The 2008 Budget announced fundamental changes to the way corporation tax relief will be claimed for the depreciation of cars (capital allowances) depending on CO2 emission levels, with 110g/km and 160g/km becoming the key levels. Also from 2009, the ECLD will be scrapped to be replaced by a new flat rate leasing disallowance of 15% affecting only those cars emitting 161g/km and above. So how are these changes likely to impact on the lease or buy decision?


THE EMISSIONS INCENTIVE

A company’s costs are likely to be affected whether it buys or leases cars. Lessors, who buy cars to lease on, may look to pass those additional costs on in higher rentals.
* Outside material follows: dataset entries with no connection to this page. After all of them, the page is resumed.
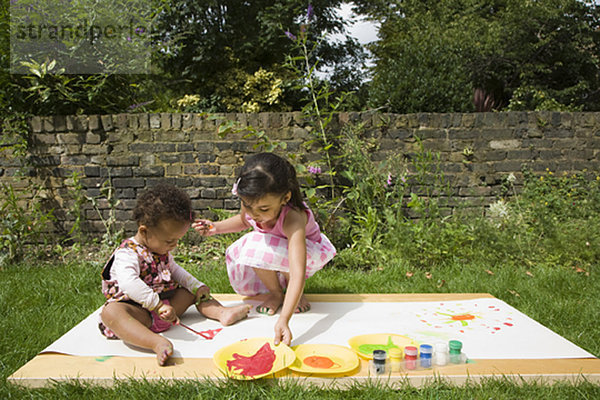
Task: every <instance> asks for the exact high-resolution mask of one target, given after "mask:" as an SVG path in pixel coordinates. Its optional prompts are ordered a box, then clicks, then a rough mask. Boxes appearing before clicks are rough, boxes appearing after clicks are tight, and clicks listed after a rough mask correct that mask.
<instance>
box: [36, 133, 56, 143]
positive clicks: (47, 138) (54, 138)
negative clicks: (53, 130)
mask: <svg viewBox="0 0 600 400" xmlns="http://www.w3.org/2000/svg"><path fill="white" fill-rule="evenodd" d="M33 140H34V142H35V143H42V144H55V143H57V141H56V135H55V134H53V133H52V134H44V133H38V134H36V135H34V136H33Z"/></svg>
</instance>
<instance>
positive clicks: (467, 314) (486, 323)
mask: <svg viewBox="0 0 600 400" xmlns="http://www.w3.org/2000/svg"><path fill="white" fill-rule="evenodd" d="M417 316H418V317H419V321H420V322H422V323H424V324H425V325H427V326H428V327H430V328H434V329H447V328H446V327H448V326H450V327H452V328H454V329H455V330H456V332H455V333H465V331H466V330H469V331H471V330H477V331H480V330H483V331H486V332H487V333H490V334H495V333H497V332H499V331H501V330H502V329H505V328H510V327H513V326H514V322H513V320H512V317H511V316H510V313H506V312H503V310H501V309H500V308H499V307H497V306H494V305H488V306H485V305H482V306H479V305H478V304H477V303H475V304H473V303H471V304H468V305H466V306H463V305H462V304H460V303H459V304H455V305H454V306H453V307H452V308H450V307H448V306H445V305H444V303H439V304H438V306H437V307H435V308H432V309H431V310H427V311H423V312H422V313H420V314H417Z"/></svg>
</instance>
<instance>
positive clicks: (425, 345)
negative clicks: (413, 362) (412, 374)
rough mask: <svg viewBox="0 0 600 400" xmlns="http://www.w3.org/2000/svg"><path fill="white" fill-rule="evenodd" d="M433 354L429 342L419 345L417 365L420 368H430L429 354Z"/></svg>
mask: <svg viewBox="0 0 600 400" xmlns="http://www.w3.org/2000/svg"><path fill="white" fill-rule="evenodd" d="M432 355H433V347H432V346H431V345H429V344H422V345H421V346H419V365H420V366H421V368H431V356H432Z"/></svg>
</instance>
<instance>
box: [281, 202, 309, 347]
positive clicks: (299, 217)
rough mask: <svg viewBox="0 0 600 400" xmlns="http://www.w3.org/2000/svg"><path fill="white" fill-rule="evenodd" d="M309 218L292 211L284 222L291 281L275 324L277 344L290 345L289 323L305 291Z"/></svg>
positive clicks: (300, 212) (289, 283)
mask: <svg viewBox="0 0 600 400" xmlns="http://www.w3.org/2000/svg"><path fill="white" fill-rule="evenodd" d="M307 220H308V217H307V216H306V212H304V211H303V210H295V209H292V210H290V211H289V212H288V214H287V215H286V217H285V221H284V222H283V233H284V234H285V235H286V236H287V238H288V260H289V264H290V280H289V282H288V286H287V291H286V294H285V298H284V300H283V306H282V308H281V314H280V316H279V320H278V321H277V323H276V324H275V344H277V343H279V340H281V341H283V342H284V343H285V344H287V345H289V344H290V343H291V341H292V334H291V331H290V329H289V326H288V322H289V320H290V318H291V317H292V315H293V314H294V311H295V310H296V307H297V305H298V301H299V300H300V297H301V296H302V293H303V291H304V281H305V276H306V221H307Z"/></svg>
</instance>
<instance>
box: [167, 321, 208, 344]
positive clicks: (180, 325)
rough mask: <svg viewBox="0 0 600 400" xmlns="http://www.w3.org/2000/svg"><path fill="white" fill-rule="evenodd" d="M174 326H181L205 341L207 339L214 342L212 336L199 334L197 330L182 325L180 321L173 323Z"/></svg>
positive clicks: (206, 339) (198, 332)
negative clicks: (183, 327) (199, 335)
mask: <svg viewBox="0 0 600 400" xmlns="http://www.w3.org/2000/svg"><path fill="white" fill-rule="evenodd" d="M173 324H174V325H180V326H183V327H184V328H185V329H187V330H189V331H191V332H194V333H195V334H196V335H200V336H202V337H203V338H204V339H206V340H212V337H210V336H208V335H205V334H204V333H202V332H198V331H197V330H195V329H192V328H190V327H189V326H187V325H185V324H182V323H181V321H179V320H177V322H173Z"/></svg>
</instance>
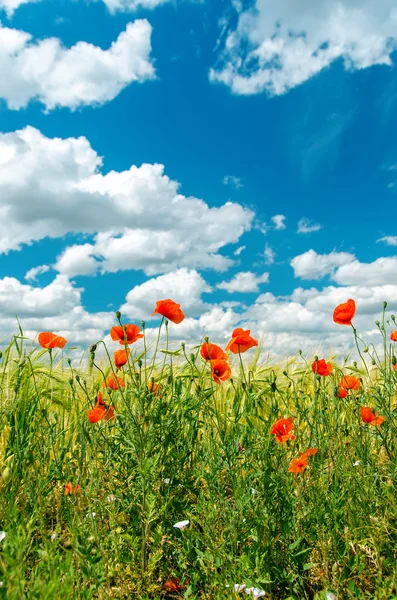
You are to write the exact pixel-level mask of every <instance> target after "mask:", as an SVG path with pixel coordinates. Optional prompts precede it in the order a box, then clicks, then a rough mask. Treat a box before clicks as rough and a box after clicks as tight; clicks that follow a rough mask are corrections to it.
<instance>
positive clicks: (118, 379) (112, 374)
mask: <svg viewBox="0 0 397 600" xmlns="http://www.w3.org/2000/svg"><path fill="white" fill-rule="evenodd" d="M103 387H107V388H110V389H111V390H119V389H120V388H122V387H125V383H124V381H123V380H122V379H121V377H115V376H114V375H113V373H112V374H111V375H109V377H107V378H106V379H105V381H104V382H103Z"/></svg>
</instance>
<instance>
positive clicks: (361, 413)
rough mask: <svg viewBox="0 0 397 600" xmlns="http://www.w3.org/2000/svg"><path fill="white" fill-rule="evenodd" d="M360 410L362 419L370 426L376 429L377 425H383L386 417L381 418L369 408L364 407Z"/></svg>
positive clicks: (378, 415)
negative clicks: (382, 424)
mask: <svg viewBox="0 0 397 600" xmlns="http://www.w3.org/2000/svg"><path fill="white" fill-rule="evenodd" d="M360 410H361V418H362V420H363V421H364V423H369V424H370V425H373V426H374V427H376V426H377V425H382V423H383V422H384V420H385V417H380V416H379V415H378V413H377V412H375V411H374V412H372V410H371V409H370V408H369V406H362V407H361V409H360Z"/></svg>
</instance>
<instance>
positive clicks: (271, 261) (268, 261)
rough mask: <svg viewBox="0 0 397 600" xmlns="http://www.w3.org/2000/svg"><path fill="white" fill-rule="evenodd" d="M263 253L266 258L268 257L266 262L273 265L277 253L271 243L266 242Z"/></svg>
mask: <svg viewBox="0 0 397 600" xmlns="http://www.w3.org/2000/svg"><path fill="white" fill-rule="evenodd" d="M263 255H264V257H265V259H266V264H268V265H272V264H273V263H274V259H275V258H276V253H275V252H274V250H273V249H272V248H271V247H270V246H269V244H266V247H265V251H264V253H263Z"/></svg>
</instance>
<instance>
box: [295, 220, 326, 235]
mask: <svg viewBox="0 0 397 600" xmlns="http://www.w3.org/2000/svg"><path fill="white" fill-rule="evenodd" d="M320 229H322V225H320V224H319V223H314V222H313V221H311V220H310V219H308V218H306V217H303V218H302V219H300V220H299V221H298V233H313V232H314V231H319V230H320Z"/></svg>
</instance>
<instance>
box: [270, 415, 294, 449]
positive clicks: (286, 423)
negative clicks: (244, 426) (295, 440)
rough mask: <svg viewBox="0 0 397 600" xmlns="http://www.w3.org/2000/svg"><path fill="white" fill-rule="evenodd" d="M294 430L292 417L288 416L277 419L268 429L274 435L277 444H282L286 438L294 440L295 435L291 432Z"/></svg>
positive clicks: (292, 419)
mask: <svg viewBox="0 0 397 600" xmlns="http://www.w3.org/2000/svg"><path fill="white" fill-rule="evenodd" d="M293 430H294V423H293V418H292V417H288V419H279V420H278V421H276V422H275V424H274V425H273V427H272V428H271V430H270V433H271V434H272V435H275V436H276V442H277V443H278V444H283V443H284V442H286V441H287V440H294V439H295V437H296V436H295V435H294V434H293V433H291V432H292V431H293Z"/></svg>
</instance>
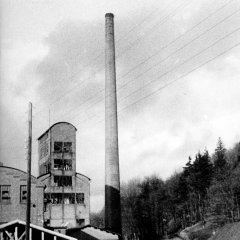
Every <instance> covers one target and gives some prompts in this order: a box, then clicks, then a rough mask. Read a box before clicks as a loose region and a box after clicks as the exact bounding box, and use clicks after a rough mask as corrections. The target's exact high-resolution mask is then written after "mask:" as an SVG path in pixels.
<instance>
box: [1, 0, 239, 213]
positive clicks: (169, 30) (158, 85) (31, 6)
mask: <svg viewBox="0 0 240 240" xmlns="http://www.w3.org/2000/svg"><path fill="white" fill-rule="evenodd" d="M0 9H1V19H0V22H1V45H0V47H1V61H0V64H1V66H0V67H1V88H0V89H1V102H0V104H1V105H0V106H1V108H0V110H1V124H0V127H1V129H0V134H1V145H0V154H1V160H0V161H1V162H3V163H4V164H5V165H7V166H12V167H16V168H20V169H22V170H26V160H25V149H24V147H25V140H26V133H27V130H26V129H27V124H26V121H27V113H26V112H27V106H28V102H29V101H31V102H32V103H33V115H34V118H33V139H35V140H34V143H33V164H32V165H33V173H34V174H35V175H38V167H37V166H38V164H37V161H38V149H37V141H36V139H37V138H38V137H39V136H40V135H41V134H42V133H43V132H44V131H46V129H47V128H48V127H49V125H52V124H54V123H56V122H59V121H68V122H70V123H72V124H73V125H75V126H76V127H77V129H78V131H77V171H79V172H81V173H82V174H85V175H87V176H88V177H90V178H91V179H92V181H91V206H92V211H98V210H100V209H101V208H102V207H103V197H104V92H105V89H104V81H105V70H104V62H105V60H104V34H105V33H104V15H105V13H106V12H113V13H114V15H115V36H116V68H117V69H116V70H117V97H118V113H119V151H120V153H119V155H120V173H121V181H122V182H124V181H128V180H130V179H132V178H136V177H139V178H142V177H145V176H148V175H150V174H157V175H159V176H160V177H162V178H163V179H166V178H168V177H169V176H170V175H171V174H173V173H174V171H179V170H181V168H182V167H183V166H184V164H185V163H186V162H187V160H188V156H189V155H191V156H194V155H195V154H196V153H197V152H198V151H199V150H200V151H203V150H204V149H205V148H208V149H209V151H210V153H211V152H212V151H213V150H214V148H215V146H216V143H217V139H218V137H221V138H222V140H223V142H224V144H225V145H226V147H231V146H232V145H233V144H234V143H236V142H239V141H240V140H239V139H240V126H239V121H240V113H239V107H240V96H239V91H238V90H239V86H240V69H239V64H240V47H239V44H240V31H239V30H240V29H239V24H240V3H239V1H238V0H211V1H207V0H200V1H199V0H196V1H195V0H194V1H187V0H181V1H176V0H171V1H167V0H161V1H157V0H156V1H153V0H150V1H141V0H139V1H134V0H130V1H129V0H128V1H126V2H125V0H124V1H114V2H113V1H110V0H104V1H97V0H93V1H82V0H80V1H78V0H69V1H64V0H58V1H57V0H51V1H50V0H44V1H37V0H29V1H23V0H18V1H16V0H8V1H7V0H1V6H0Z"/></svg>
Therefore, the cost of ignoring these changes could be substantial.

The removal of the £3,000 per annum cap on capital allowances has an interesting effect. For a car priced at £30,000 in the 20% pool (111-160g/km), the first year capital allowance will be £6,000, double what it is currently. In the second year it will be £4,800, again higher than currently. The company would probably recover less relief over the car’s life on the fleet, but it recovers a higher amount sooner. In the context of a mortgage, this is similar to paying large chunks off early, reducing the total amount of interest to pay and reducing the cost of the loan overall. In tandem to that, the removal of the rental disallowance currently based on price could potentially lead to efficient, high residual, high value cars costing less going forwards than they do now.

Similarly, a car priced at £50,000 in the 10% pool (over 160g/km) will have a first year capital allowance of £5,000 and £4,500 in the second year, a less significant cash flow advantage to those cars above, but still useful. In addition, these high-end value cars which currently have a large rental restriction based on price will have only a flat rate of 15% going forwards. The demise of these cars from fleet has been widely predicted, but it may not necessarily be so.

Cheaper cars in the 10% pool could suffer from both the capital allowances deferral effect, manifested in increased rentals, and the fact that where currently there may not be much of a rental restriction because of their low price, there would be the flat rate of 15%. These cars may become unattractive to the fleet market, which is presumably the intention.


LEASING IS MORE ATTRACTIVE

The abolition of a rental disallowance for cars emitting sub 161g/km, means most companies will be better off leasing these cars. For any car emitting over 160g/km it is likely that leasing is again the most cost effective method, unless the company has a very low cost of funds.

Until leasing companies release their post April 2009 pricing, and residual values settle down in these uncertain times, it is difficult to predict for certain but from a purely financial standpoint it looks as if leasing could become the dominant method of funding for most cars.

We always advise companies to include all funding costs in the whole life cost calculations, using discounted cash flow techniques available in our software to calculate the true after tax cost of the car. The way to a perfect fleet is certainly not about finding the cheapest prices on the internet.